TLS assumes and requires the service provided by TCP, namely a (single) in-sequence octet stream, where data is delivered in order without loss or duplication or reordering, unless the connection fails in which case data delivery stops entirely and detectably. The record format and integrity check algorithms (HMAC or AEAD) rely on this. If you send part of the 'wire' format for TLS over stream A and another part over stream B, and the part on B arrives before that on A, or A is delivered but B is lost or vice versa, TLS will lose bigtime.

There are two possible solutions:

  • Don't use FULL handshake. TLS (and SSL before it) includes session 'resumption' which uses the results (primarily the negotiated master secret) of a previous handshake that both parties have cached, often with some time limit like an hour or a day. This avoids the often costly public-key cryptography (key encryption or agreement and certificate validation) and also the possibly time-consuming out-of-band cert checks (unstapled OCSP or CRL or alternative). It uses an 'abbreviated' handshake of only 1.5 exchanges: ClientHello, ServerHello plus CCS and Finished, CCS and Finished, all of which are short except possibly ClientHello.

    The examples in sections 8.2 8.3 8.4 of rfc3436 use (and implicitly recommend) this.
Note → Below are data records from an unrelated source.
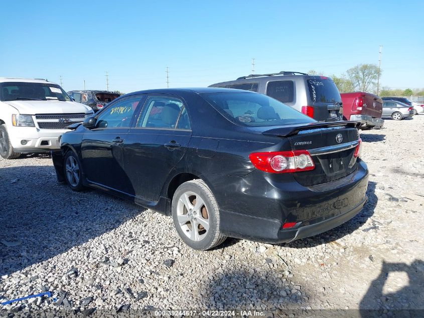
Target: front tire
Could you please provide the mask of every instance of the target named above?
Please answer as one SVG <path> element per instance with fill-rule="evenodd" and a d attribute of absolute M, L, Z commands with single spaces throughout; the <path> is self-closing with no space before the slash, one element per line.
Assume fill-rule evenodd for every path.
<path fill-rule="evenodd" d="M 219 231 L 216 200 L 202 180 L 178 187 L 172 199 L 172 218 L 180 237 L 193 249 L 209 250 L 227 238 Z"/>
<path fill-rule="evenodd" d="M 21 153 L 15 152 L 9 139 L 9 134 L 6 125 L 0 125 L 0 156 L 5 159 L 16 159 L 21 156 Z"/>
<path fill-rule="evenodd" d="M 395 121 L 400 121 L 403 119 L 403 115 L 399 112 L 395 112 L 391 114 L 391 119 Z"/>
<path fill-rule="evenodd" d="M 69 150 L 63 159 L 65 180 L 73 191 L 79 192 L 84 189 L 82 185 L 82 170 L 78 156 Z"/>

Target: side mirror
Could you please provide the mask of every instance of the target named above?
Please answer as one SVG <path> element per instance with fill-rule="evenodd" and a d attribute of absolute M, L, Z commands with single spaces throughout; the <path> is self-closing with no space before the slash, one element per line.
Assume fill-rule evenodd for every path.
<path fill-rule="evenodd" d="M 96 127 L 96 119 L 94 117 L 88 117 L 84 120 L 82 126 L 89 129 Z"/>

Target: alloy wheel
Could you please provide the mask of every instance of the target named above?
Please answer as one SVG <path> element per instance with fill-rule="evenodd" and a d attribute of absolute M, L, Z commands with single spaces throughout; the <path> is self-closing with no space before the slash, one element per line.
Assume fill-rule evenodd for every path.
<path fill-rule="evenodd" d="M 208 209 L 202 198 L 193 192 L 183 193 L 178 199 L 177 217 L 183 232 L 192 241 L 199 241 L 209 230 Z"/>
<path fill-rule="evenodd" d="M 66 171 L 66 178 L 69 184 L 72 186 L 77 186 L 79 182 L 79 166 L 76 159 L 72 156 L 69 156 L 65 164 Z"/>

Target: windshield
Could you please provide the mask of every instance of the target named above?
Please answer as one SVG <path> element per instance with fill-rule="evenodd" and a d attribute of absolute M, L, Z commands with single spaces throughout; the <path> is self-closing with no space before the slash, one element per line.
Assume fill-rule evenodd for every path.
<path fill-rule="evenodd" d="M 340 93 L 336 84 L 324 76 L 313 76 L 306 80 L 312 102 L 341 102 Z"/>
<path fill-rule="evenodd" d="M 56 84 L 5 82 L 0 83 L 0 100 L 70 100 Z"/>
<path fill-rule="evenodd" d="M 224 117 L 238 125 L 258 127 L 316 121 L 262 94 L 214 93 L 202 94 L 202 96 Z"/>

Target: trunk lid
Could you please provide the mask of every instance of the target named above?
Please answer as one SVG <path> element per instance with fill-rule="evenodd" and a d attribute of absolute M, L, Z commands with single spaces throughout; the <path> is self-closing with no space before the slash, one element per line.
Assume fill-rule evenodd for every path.
<path fill-rule="evenodd" d="M 356 170 L 357 160 L 353 156 L 359 138 L 356 124 L 356 122 L 315 124 L 291 132 L 277 128 L 262 133 L 282 136 L 285 132 L 284 137 L 288 138 L 292 150 L 309 152 L 315 168 L 293 174 L 300 184 L 308 186 L 340 179 Z"/>

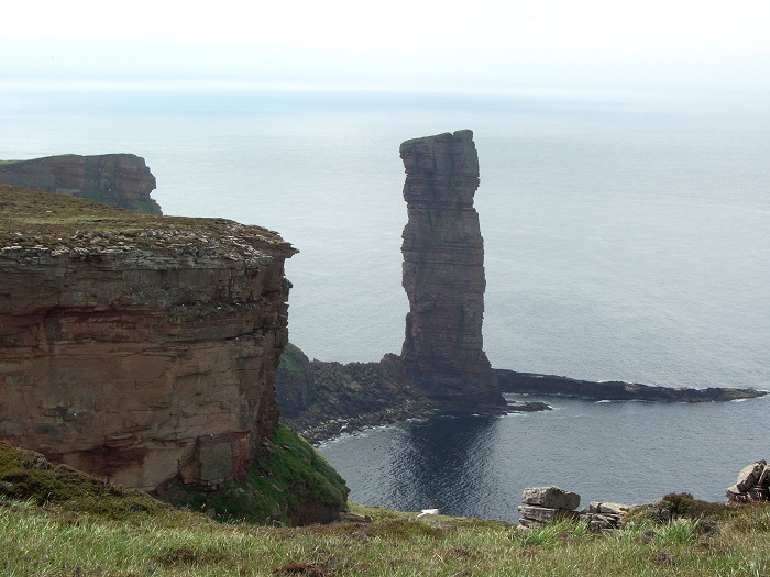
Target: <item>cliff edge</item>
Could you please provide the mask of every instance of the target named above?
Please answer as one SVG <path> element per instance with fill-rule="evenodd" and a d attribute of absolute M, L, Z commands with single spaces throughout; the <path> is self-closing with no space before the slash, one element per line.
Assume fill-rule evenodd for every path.
<path fill-rule="evenodd" d="M 243 478 L 278 421 L 295 253 L 0 185 L 0 441 L 144 490 Z"/>
<path fill-rule="evenodd" d="M 0 160 L 0 182 L 161 214 L 161 207 L 150 197 L 155 177 L 144 158 L 133 154 Z"/>

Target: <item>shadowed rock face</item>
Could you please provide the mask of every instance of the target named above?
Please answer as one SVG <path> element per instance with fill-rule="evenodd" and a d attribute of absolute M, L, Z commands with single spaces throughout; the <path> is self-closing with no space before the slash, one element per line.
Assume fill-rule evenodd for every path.
<path fill-rule="evenodd" d="M 278 421 L 296 251 L 2 185 L 0 208 L 0 441 L 140 489 L 243 478 Z"/>
<path fill-rule="evenodd" d="M 471 131 L 407 141 L 402 349 L 406 374 L 448 408 L 504 406 L 483 351 L 484 240 L 473 196 L 479 157 Z"/>
<path fill-rule="evenodd" d="M 0 164 L 0 182 L 161 214 L 155 177 L 133 154 L 65 154 Z"/>

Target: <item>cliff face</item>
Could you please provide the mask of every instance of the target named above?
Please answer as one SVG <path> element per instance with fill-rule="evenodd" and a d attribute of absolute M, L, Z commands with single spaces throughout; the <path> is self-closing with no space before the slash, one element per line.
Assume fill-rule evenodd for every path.
<path fill-rule="evenodd" d="M 241 478 L 277 424 L 296 251 L 3 186 L 0 214 L 0 441 L 141 489 Z"/>
<path fill-rule="evenodd" d="M 133 154 L 67 154 L 3 162 L 0 182 L 161 214 L 161 207 L 150 197 L 155 177 L 144 158 Z"/>
<path fill-rule="evenodd" d="M 484 240 L 473 196 L 479 157 L 471 131 L 407 141 L 402 351 L 407 375 L 447 406 L 504 406 L 482 348 Z"/>

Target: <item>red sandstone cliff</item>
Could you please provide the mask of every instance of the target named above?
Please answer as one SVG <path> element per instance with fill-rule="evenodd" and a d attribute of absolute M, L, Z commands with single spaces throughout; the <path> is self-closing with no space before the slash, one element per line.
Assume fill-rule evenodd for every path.
<path fill-rule="evenodd" d="M 141 489 L 239 478 L 278 419 L 295 252 L 0 185 L 0 441 Z"/>
<path fill-rule="evenodd" d="M 469 130 L 407 141 L 403 367 L 450 408 L 505 406 L 483 351 L 484 240 L 473 196 L 479 156 Z"/>
<path fill-rule="evenodd" d="M 155 177 L 144 158 L 133 154 L 66 154 L 3 162 L 0 182 L 161 214 L 161 207 L 150 197 Z"/>

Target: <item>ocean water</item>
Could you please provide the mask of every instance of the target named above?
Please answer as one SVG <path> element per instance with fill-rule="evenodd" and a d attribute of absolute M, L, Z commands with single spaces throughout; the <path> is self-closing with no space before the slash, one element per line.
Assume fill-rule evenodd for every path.
<path fill-rule="evenodd" d="M 400 351 L 408 308 L 398 145 L 471 129 L 494 366 L 770 388 L 768 102 L 15 86 L 0 90 L 0 158 L 143 156 L 166 214 L 260 224 L 300 249 L 287 264 L 295 344 L 323 360 L 376 360 Z M 360 501 L 422 508 L 441 492 L 452 512 L 498 518 L 495 496 L 509 506 L 535 482 L 596 499 L 719 498 L 743 465 L 770 456 L 763 400 L 554 404 L 407 423 L 323 453 Z M 457 454 L 437 462 L 431 439 L 447 434 Z"/>

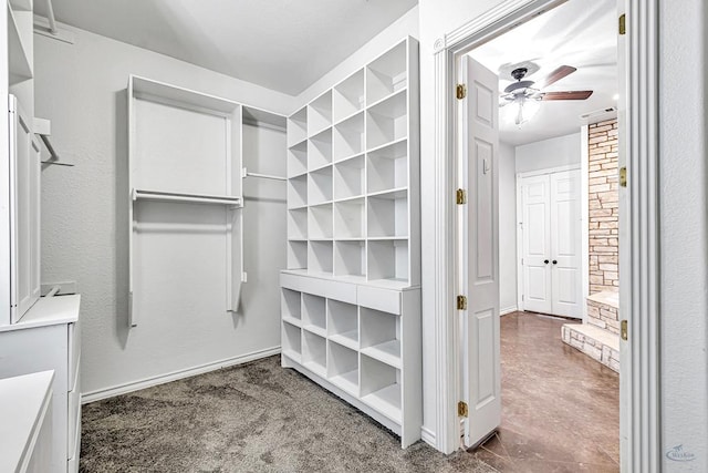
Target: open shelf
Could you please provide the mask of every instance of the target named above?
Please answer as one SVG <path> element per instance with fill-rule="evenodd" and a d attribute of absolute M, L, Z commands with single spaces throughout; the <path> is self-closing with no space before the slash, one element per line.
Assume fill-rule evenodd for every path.
<path fill-rule="evenodd" d="M 303 106 L 288 119 L 288 146 L 308 137 L 308 107 Z"/>
<path fill-rule="evenodd" d="M 365 276 L 366 245 L 362 241 L 334 244 L 334 276 Z"/>
<path fill-rule="evenodd" d="M 288 238 L 308 238 L 308 209 L 295 208 L 288 210 Z"/>
<path fill-rule="evenodd" d="M 334 204 L 334 237 L 336 239 L 364 238 L 364 198 Z"/>
<path fill-rule="evenodd" d="M 408 136 L 406 92 L 402 91 L 367 109 L 366 148 L 372 150 Z"/>
<path fill-rule="evenodd" d="M 334 123 L 364 109 L 364 70 L 356 71 L 334 86 L 332 115 Z"/>
<path fill-rule="evenodd" d="M 302 295 L 302 328 L 326 337 L 326 299 L 311 294 Z"/>
<path fill-rule="evenodd" d="M 408 281 L 408 240 L 369 240 L 366 275 L 369 281 Z"/>
<path fill-rule="evenodd" d="M 368 237 L 408 236 L 408 193 L 394 191 L 368 197 Z"/>
<path fill-rule="evenodd" d="M 334 164 L 333 194 L 335 200 L 364 195 L 363 155 Z"/>
<path fill-rule="evenodd" d="M 334 126 L 332 154 L 334 161 L 354 156 L 364 151 L 364 112 Z"/>
<path fill-rule="evenodd" d="M 288 269 L 308 269 L 308 241 L 288 241 Z"/>
<path fill-rule="evenodd" d="M 331 341 L 348 347 L 352 350 L 357 350 L 357 307 L 352 304 L 327 299 L 327 335 Z"/>
<path fill-rule="evenodd" d="M 288 177 L 308 172 L 308 142 L 303 141 L 288 148 Z"/>
<path fill-rule="evenodd" d="M 324 337 L 304 330 L 302 332 L 302 366 L 315 374 L 327 376 L 327 346 Z"/>
<path fill-rule="evenodd" d="M 310 227 L 310 239 L 332 238 L 332 204 L 310 207 L 308 225 Z"/>
<path fill-rule="evenodd" d="M 329 350 L 330 382 L 352 395 L 358 395 L 358 354 L 350 348 L 332 342 Z"/>
<path fill-rule="evenodd" d="M 308 270 L 332 274 L 332 241 L 310 241 L 308 246 Z"/>
<path fill-rule="evenodd" d="M 406 42 L 402 42 L 366 68 L 366 103 L 384 99 L 407 86 Z"/>
<path fill-rule="evenodd" d="M 308 205 L 308 175 L 288 179 L 288 208 Z"/>
<path fill-rule="evenodd" d="M 332 128 L 310 138 L 308 146 L 308 168 L 310 171 L 332 163 Z"/>
<path fill-rule="evenodd" d="M 308 135 L 313 136 L 332 125 L 332 91 L 327 91 L 308 105 Z"/>
<path fill-rule="evenodd" d="M 300 328 L 288 322 L 288 320 L 283 323 L 281 345 L 283 354 L 300 362 L 302 354 L 302 332 Z"/>
<path fill-rule="evenodd" d="M 368 193 L 379 193 L 408 185 L 408 143 L 402 140 L 366 155 Z"/>
<path fill-rule="evenodd" d="M 363 353 L 361 361 L 362 401 L 388 419 L 400 422 L 400 370 Z"/>
<path fill-rule="evenodd" d="M 400 317 L 368 308 L 361 310 L 361 351 L 383 363 L 400 368 Z"/>
<path fill-rule="evenodd" d="M 308 204 L 317 205 L 332 200 L 332 166 L 309 174 Z"/>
    There is an optional alternative form of session resumption, not much used, which reduces the load on servers in a many-to-one (or many-to-few) situation, where instead of the server actually caching its information about a session, it provides the client an encrypted/sealed 'ticket' that the client sends back.

  • Use DTLS. There is also a variant protocol, Datagram TLS rfc4347 matching TLS1.1 or rfc6347 matching TLS1.2 which does its own fragmentation (handshake only) and sequence numbering. This doesn't require transport any better than UDP offers, which is that any delivered datagram corresponds to one that was sent, but datagrams can be lost, duplicated, or misordered. It will thus work over SCTP, although there is some inefficiency in having both protocol levels add overhead for sequencing.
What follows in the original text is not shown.